Precisely because they can provide instant gratification, video games have proven useful in breaking through to mentally disabled or emotionally disturbed children. Games can offer encouragement to the nonhandicapped as well, especially during adolescence. “A lot of kids who are good at this are not good at other things,” says sociologist Sherry Turkle of MIT. “This mastery experience is significant.”
Some educators believe that the games help the average youngster develop fundamental academic and practical skills. Most important are computer literacy according in Woodside, Calif. “We have a whole generation growing up who have no problem at all approaching the machine,” Templin says. “They could become the haves,” Templin suggests that because game players learn to focus on an entire screen full of blipblapping, flying objects, they will become faster readers–and probably safer drivers and baseball sluggers besides. The most enthusiastic video supporters insist that the strategies and geometric patterns of the games give painless instructions in such disciplines as logic, trigonometry, and physics. But is it teaching, or just play? When Bob Albrecht, a computer programmer from Menlo Park, Calif., brags that his son is absorbing “college mathematics” from Asteroids, the 13-year-old–known as “Karl the Cat” in competitive circles-quickly corrects him. “I ‘m just having fun,” Karl shrugs.
Still, the Defense Department, which must train a large number of refugees from arcades, seems convinced. At Fort Eustis, near Williamsburg, Va., recruits play a version of Battlezone that targets realistic silhouettes of enemy y tanks, helicopters, and armored personnel carriers. Atari consultants also helped the Army create a tabletop tank gunnery game all its own: the MK-60, which carries a $15,000 price tag and 30 complex programs. “It’s important to have training devices that don’t appear so naturally to be training devices,” says Maj. Jack Thorpe of the Pentagon’s Advanced Research Projects Agency.

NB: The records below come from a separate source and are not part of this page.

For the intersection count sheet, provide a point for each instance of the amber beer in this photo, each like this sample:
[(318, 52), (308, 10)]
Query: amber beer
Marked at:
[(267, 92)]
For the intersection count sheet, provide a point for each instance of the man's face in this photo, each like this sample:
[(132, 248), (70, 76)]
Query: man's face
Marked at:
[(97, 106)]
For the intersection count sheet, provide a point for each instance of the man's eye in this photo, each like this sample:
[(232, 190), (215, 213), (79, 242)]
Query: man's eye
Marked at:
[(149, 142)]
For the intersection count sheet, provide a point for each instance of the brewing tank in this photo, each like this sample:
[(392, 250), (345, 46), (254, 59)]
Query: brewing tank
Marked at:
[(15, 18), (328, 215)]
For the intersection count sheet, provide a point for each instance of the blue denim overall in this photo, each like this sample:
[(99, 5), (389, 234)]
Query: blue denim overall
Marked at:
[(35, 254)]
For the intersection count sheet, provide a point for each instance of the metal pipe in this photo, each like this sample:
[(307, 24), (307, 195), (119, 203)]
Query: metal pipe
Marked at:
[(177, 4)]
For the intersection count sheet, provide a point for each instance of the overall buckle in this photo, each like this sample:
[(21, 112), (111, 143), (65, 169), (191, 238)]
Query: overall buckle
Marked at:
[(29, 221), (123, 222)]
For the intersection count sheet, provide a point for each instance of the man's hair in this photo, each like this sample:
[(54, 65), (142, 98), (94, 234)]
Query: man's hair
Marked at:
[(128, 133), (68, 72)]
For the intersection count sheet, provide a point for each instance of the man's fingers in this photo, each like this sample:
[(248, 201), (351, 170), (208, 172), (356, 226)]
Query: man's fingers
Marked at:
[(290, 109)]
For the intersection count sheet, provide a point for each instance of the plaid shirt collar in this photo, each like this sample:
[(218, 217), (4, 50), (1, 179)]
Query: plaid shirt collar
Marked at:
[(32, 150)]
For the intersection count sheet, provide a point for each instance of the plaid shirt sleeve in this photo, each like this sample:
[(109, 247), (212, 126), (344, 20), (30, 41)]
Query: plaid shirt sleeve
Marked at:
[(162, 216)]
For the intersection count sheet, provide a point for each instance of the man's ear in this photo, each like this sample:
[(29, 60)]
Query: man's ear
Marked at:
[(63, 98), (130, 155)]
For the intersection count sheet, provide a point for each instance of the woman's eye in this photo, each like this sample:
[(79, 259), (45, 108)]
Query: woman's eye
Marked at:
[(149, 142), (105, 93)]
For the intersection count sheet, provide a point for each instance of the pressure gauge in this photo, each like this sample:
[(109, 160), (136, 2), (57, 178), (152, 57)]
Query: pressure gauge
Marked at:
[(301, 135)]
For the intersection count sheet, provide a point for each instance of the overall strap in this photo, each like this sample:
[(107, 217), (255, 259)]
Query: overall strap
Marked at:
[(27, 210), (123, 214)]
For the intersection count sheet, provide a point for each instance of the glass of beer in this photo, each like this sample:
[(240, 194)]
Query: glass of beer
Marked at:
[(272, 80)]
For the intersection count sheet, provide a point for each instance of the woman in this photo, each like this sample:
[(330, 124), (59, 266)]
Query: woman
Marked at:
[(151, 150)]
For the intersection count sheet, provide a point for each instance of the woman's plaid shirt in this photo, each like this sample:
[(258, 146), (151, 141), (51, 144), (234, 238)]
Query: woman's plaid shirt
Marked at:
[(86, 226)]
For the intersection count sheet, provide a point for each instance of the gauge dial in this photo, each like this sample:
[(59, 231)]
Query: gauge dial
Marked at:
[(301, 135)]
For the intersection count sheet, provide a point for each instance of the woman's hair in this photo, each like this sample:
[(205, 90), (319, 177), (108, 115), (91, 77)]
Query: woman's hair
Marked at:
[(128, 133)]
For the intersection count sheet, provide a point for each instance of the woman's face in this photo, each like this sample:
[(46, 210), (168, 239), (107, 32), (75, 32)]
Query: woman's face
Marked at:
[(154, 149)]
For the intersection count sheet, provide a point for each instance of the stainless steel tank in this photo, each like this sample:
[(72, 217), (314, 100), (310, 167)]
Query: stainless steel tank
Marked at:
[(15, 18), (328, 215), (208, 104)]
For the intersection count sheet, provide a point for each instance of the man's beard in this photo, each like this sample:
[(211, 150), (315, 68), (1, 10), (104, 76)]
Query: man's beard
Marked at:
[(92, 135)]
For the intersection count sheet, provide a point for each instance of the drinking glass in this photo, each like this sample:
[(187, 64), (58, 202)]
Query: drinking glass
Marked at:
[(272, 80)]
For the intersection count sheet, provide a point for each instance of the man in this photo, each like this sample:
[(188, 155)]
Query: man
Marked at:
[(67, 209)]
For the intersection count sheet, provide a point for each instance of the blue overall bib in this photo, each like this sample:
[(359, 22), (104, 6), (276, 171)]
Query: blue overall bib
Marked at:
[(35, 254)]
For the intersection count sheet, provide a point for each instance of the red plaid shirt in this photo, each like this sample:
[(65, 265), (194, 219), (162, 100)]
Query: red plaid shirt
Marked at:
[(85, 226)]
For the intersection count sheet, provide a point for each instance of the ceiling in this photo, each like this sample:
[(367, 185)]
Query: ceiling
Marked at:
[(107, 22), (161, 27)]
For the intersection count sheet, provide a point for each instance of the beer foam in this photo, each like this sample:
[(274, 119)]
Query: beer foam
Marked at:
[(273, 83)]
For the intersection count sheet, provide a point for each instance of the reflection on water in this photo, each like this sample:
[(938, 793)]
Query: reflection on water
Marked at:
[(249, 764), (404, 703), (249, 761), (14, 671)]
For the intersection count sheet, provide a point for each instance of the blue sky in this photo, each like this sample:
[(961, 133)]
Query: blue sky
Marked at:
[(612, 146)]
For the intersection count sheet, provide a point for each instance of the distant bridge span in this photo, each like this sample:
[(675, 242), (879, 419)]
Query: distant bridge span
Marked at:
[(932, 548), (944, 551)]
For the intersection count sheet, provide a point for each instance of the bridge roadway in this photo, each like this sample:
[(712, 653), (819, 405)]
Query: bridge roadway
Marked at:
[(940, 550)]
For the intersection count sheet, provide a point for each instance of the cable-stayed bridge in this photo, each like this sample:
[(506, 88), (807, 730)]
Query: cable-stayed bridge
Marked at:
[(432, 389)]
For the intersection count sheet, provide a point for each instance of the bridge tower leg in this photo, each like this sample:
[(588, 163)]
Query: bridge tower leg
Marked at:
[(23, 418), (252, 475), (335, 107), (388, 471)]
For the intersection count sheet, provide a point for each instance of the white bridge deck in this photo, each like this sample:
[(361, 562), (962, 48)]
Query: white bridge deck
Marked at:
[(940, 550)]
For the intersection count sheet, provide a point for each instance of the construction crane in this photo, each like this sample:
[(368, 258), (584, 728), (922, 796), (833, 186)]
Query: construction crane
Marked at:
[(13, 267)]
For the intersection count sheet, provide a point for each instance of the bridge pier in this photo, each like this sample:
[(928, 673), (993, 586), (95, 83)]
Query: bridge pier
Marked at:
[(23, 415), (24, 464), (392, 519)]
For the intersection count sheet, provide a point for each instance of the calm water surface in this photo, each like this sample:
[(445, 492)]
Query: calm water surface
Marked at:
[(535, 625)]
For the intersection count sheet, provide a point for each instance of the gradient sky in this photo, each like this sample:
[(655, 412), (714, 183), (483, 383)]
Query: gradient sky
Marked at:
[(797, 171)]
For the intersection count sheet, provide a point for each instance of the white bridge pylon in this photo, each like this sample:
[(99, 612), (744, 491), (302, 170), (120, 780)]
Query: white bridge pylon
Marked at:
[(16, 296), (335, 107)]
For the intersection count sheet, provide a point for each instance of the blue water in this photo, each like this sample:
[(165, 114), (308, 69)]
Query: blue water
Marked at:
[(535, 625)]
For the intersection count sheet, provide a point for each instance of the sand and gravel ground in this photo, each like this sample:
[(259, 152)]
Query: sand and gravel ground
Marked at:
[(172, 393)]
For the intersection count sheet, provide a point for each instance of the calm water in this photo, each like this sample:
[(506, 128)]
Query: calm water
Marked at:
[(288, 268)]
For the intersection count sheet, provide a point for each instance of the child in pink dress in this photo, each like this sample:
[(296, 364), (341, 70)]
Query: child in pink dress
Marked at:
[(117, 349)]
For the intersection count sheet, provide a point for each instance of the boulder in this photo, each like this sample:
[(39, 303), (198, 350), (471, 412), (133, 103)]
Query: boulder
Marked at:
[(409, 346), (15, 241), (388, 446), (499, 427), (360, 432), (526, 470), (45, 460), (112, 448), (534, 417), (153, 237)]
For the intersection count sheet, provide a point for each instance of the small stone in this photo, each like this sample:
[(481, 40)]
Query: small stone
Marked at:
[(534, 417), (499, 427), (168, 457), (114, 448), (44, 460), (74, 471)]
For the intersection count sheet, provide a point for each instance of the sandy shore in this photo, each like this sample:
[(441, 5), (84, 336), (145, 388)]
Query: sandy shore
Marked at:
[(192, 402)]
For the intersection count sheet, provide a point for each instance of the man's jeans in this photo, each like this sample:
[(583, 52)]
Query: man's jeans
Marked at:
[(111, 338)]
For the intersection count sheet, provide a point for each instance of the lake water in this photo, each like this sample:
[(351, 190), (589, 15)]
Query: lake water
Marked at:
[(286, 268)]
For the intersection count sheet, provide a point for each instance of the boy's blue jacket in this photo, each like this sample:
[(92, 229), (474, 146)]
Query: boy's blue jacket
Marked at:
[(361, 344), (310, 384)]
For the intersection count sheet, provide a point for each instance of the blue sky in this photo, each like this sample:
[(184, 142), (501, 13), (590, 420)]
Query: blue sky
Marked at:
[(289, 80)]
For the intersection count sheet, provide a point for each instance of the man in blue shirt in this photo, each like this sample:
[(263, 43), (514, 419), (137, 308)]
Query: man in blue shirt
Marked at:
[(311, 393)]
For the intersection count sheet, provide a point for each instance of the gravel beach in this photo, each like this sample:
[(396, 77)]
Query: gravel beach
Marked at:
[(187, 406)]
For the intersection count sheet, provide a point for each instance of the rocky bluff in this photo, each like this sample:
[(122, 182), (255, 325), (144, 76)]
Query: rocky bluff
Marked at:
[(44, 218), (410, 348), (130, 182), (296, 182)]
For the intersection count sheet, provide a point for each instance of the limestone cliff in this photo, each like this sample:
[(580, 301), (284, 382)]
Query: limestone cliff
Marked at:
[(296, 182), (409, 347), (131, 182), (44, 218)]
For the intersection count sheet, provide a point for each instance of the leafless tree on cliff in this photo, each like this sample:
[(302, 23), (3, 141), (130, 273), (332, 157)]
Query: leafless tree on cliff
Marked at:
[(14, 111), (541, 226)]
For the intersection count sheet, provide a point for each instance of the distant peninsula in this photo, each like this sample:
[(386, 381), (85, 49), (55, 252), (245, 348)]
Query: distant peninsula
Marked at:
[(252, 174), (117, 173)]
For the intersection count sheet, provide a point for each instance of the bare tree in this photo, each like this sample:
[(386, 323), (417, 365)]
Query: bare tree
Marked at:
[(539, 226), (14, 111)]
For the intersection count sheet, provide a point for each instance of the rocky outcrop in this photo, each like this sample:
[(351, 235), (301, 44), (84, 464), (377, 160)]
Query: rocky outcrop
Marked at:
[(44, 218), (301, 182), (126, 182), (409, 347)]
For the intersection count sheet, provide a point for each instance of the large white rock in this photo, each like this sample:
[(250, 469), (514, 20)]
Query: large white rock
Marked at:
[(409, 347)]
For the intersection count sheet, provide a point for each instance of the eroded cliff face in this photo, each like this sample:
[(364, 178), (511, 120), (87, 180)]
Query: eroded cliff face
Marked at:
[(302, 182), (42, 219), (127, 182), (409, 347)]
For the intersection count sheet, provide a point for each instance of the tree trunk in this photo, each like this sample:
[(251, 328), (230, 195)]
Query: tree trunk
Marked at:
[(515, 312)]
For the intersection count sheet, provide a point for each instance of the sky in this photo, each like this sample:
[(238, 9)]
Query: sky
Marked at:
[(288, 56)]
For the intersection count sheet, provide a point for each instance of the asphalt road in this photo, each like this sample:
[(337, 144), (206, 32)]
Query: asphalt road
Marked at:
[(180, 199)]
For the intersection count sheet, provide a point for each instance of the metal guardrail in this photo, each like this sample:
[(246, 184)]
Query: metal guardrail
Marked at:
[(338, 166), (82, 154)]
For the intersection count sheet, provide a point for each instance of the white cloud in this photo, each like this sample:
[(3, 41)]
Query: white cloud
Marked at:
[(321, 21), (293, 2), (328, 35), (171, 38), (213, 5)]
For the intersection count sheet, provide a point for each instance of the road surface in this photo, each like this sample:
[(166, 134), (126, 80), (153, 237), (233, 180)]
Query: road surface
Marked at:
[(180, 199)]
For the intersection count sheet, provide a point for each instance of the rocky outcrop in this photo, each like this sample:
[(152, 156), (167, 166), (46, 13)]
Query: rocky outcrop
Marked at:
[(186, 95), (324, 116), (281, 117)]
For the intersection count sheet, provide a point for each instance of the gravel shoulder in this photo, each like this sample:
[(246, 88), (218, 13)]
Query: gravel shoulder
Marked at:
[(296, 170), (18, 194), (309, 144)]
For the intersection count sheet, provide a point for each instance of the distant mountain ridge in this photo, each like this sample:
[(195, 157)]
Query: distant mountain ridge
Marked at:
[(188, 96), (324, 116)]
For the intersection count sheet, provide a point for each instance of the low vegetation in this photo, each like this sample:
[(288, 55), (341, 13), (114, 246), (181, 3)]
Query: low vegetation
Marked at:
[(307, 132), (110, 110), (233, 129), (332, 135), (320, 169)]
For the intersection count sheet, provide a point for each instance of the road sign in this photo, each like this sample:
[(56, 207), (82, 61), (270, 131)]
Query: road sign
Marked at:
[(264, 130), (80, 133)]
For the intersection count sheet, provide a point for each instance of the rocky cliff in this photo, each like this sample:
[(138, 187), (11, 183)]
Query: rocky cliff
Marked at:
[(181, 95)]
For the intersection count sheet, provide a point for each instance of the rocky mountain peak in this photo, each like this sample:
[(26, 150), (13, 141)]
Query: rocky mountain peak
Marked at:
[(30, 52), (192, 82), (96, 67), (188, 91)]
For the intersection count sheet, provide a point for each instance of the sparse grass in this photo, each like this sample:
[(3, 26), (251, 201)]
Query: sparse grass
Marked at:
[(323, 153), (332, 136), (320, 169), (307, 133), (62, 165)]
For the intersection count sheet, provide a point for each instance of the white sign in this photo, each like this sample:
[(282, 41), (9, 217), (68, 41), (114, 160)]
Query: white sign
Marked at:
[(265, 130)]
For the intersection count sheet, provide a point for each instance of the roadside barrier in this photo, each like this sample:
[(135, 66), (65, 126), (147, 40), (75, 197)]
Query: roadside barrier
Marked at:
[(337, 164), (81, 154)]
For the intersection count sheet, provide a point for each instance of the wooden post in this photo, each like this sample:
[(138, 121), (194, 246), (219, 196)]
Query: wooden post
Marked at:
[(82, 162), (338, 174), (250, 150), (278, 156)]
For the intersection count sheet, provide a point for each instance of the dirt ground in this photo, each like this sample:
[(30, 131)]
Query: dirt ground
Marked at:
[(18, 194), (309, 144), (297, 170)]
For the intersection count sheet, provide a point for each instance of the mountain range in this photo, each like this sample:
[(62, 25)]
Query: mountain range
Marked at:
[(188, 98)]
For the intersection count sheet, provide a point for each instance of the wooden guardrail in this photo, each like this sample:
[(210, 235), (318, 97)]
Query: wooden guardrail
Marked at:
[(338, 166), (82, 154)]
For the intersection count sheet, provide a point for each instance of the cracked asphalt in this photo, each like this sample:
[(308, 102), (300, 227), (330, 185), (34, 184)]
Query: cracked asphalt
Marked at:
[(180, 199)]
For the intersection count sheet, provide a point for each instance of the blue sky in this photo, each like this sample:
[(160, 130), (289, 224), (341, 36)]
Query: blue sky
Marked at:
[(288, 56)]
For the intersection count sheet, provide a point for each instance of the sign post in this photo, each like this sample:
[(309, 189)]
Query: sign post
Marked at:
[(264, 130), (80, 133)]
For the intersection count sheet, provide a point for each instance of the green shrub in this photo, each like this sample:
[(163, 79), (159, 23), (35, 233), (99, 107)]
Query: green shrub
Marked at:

But if video games go government issue, can they keep their extraterrestrial glow? Rebellion, as well as rockets, pulls vidkids to the arcades; if the games become commonplace and respectable, Pac-Maniacs may seek other diversions. Familiarity killed disco, after all, and nonelectronic pinball finally gave in to new technology. The video games will probably prove tougher to tilt than pinball. “We are moving away from passive entertainment, where you sit in front of a TV set and do nothing,” predicts Nolan Bushnell, the engineer who detonated the video explosion by perpetrating Pong and founding Atari. “We’re headed for active entertainment, where the screen climbs out at you so you can participate.” If video hangouts lose their outlaw appeal, ever smarter, sleeker games will beckon from the living room. Already, game-makers are fantasizing hookups through cable and telephone that can make every home its arcade.
Take cover. Qik has arrived … Make Trax is coming … Tron is on his way. The video invaders have only begun to fight, and they give no quarter.